Having spent the last couple of hours researching for this post, I’m left with a certain
je ne sais quoi feeling in the pit of my stomach, and I sense that were I indeed a pregnant woman weighing adoption, I might be able to take these letters only in small doses and for short stretches at a time. Most of them tell me I’m an angel, thank me for choosing life for my baby, and thank me again for considering giving this precious gift. (Not sure how I feel about baby=gift mentality). After a while, the letters begin to run together. The people in them are all fun. They’re all music lovers, sports enthusiasts, and avid campers, and they all met at college on a blind date. Dad is a high school science teacher and mom used to be a teacher but is now home full-time. They have two other children, also through adoption, named Ashley and Jacob.

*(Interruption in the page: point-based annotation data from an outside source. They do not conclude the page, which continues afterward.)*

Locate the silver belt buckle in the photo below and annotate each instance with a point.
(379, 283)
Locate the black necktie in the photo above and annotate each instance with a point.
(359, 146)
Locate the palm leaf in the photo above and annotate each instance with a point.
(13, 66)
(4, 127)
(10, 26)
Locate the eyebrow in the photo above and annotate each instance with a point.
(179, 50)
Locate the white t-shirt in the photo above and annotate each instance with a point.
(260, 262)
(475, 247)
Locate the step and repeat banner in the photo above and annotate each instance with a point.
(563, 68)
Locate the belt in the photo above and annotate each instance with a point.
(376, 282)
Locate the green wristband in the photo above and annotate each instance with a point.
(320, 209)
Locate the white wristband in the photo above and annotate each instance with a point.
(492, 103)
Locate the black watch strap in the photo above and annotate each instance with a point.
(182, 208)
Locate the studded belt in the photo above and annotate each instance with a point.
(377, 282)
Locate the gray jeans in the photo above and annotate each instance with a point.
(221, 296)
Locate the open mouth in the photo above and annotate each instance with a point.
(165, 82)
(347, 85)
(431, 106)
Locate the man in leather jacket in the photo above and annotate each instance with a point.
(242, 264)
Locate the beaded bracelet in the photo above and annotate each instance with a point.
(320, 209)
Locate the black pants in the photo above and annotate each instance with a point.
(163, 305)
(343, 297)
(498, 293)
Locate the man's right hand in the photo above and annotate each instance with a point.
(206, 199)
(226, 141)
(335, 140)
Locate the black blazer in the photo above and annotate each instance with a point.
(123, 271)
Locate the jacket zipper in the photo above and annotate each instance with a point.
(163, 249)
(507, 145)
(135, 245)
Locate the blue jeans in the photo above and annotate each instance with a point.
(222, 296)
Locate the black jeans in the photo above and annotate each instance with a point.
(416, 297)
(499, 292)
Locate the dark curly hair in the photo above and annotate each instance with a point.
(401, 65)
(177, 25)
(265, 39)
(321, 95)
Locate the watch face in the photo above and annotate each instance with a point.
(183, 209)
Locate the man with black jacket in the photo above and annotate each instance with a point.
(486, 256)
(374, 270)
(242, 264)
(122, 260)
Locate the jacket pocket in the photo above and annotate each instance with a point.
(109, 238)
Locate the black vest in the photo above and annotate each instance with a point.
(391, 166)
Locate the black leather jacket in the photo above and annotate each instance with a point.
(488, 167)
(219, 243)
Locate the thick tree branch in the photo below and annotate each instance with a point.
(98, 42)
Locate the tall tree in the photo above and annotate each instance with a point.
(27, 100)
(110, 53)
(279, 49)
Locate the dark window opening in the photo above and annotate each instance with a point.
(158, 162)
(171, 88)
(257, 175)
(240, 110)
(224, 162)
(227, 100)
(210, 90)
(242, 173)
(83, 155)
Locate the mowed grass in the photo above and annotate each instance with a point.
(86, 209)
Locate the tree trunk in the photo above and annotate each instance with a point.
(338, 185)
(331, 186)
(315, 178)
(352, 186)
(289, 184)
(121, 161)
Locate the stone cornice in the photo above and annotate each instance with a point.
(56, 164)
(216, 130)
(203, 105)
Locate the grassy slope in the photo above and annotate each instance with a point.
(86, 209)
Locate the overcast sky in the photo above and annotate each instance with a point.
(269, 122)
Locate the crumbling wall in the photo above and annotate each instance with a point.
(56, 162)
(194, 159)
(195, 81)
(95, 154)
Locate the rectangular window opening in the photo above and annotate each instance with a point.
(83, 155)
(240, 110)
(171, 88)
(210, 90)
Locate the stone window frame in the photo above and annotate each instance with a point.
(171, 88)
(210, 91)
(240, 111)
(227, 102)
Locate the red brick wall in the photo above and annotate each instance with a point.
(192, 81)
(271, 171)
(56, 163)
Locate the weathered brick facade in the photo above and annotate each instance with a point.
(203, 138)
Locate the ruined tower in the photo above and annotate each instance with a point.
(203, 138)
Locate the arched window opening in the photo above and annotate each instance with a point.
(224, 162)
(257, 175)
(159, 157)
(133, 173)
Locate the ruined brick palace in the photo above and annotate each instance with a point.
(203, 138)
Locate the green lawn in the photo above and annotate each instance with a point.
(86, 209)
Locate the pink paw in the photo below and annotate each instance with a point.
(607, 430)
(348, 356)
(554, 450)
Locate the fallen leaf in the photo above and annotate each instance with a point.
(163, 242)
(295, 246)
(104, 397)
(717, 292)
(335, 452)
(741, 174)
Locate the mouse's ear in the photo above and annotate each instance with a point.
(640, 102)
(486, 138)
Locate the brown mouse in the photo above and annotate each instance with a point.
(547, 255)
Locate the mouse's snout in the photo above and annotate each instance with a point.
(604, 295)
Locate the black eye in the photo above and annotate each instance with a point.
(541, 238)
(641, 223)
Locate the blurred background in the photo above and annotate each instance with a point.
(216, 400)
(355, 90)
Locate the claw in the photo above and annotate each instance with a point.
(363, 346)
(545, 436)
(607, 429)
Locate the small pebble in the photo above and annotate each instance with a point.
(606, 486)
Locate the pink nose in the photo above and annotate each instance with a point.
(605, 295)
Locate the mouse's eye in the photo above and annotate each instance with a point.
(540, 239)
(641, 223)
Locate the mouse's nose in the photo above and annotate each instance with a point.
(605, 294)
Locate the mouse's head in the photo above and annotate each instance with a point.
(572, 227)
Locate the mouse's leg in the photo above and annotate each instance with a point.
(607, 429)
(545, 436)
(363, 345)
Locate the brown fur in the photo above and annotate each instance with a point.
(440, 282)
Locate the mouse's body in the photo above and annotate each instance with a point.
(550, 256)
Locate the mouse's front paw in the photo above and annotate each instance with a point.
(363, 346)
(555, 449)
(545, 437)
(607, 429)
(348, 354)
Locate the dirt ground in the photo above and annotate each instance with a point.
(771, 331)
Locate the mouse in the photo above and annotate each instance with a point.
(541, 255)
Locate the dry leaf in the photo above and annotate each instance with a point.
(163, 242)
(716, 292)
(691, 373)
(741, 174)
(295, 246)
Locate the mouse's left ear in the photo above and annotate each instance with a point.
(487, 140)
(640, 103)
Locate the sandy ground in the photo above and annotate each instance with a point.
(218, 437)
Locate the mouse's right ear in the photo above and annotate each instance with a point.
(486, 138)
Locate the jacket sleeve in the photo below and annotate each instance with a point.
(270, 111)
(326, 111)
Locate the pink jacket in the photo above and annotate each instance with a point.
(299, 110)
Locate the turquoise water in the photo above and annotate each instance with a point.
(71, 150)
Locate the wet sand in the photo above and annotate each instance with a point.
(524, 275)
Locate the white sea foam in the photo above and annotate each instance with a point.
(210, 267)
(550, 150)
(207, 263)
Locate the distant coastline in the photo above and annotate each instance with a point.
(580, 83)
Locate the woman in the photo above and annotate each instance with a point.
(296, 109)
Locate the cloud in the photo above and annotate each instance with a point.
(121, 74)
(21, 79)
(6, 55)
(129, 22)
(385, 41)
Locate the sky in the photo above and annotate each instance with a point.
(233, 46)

Some of the intro lines grab my attention because they include pictures or catchy sayings, but I start to feel slightly annoyed if the letter’s “hook” is cheeky, sarcastic, too ooey-gooey or too cutesy. Just recently I came across one that read: “We have season passes to Disneyland and Tivo.” I give credit for the attempt to stand out from the crowd, but this opener falls into one of the traps to be avoided – i.e., don’t assume I’m 13. And while we’re at it, don’t tell me that all you want for Christmas is my baby. Realize that’s all I want for Christmas, too. I want somehow not to be going through this and processing all of this, and thinking one day I’ve got it all figured out and then waking up the next day feeling 180 degrees different. Some days I know I will parent my baby in spite of all your letters and counsel from important people in my life. Other days I know that even though it will be hard, I will find the perfect parents. It just depends on the day.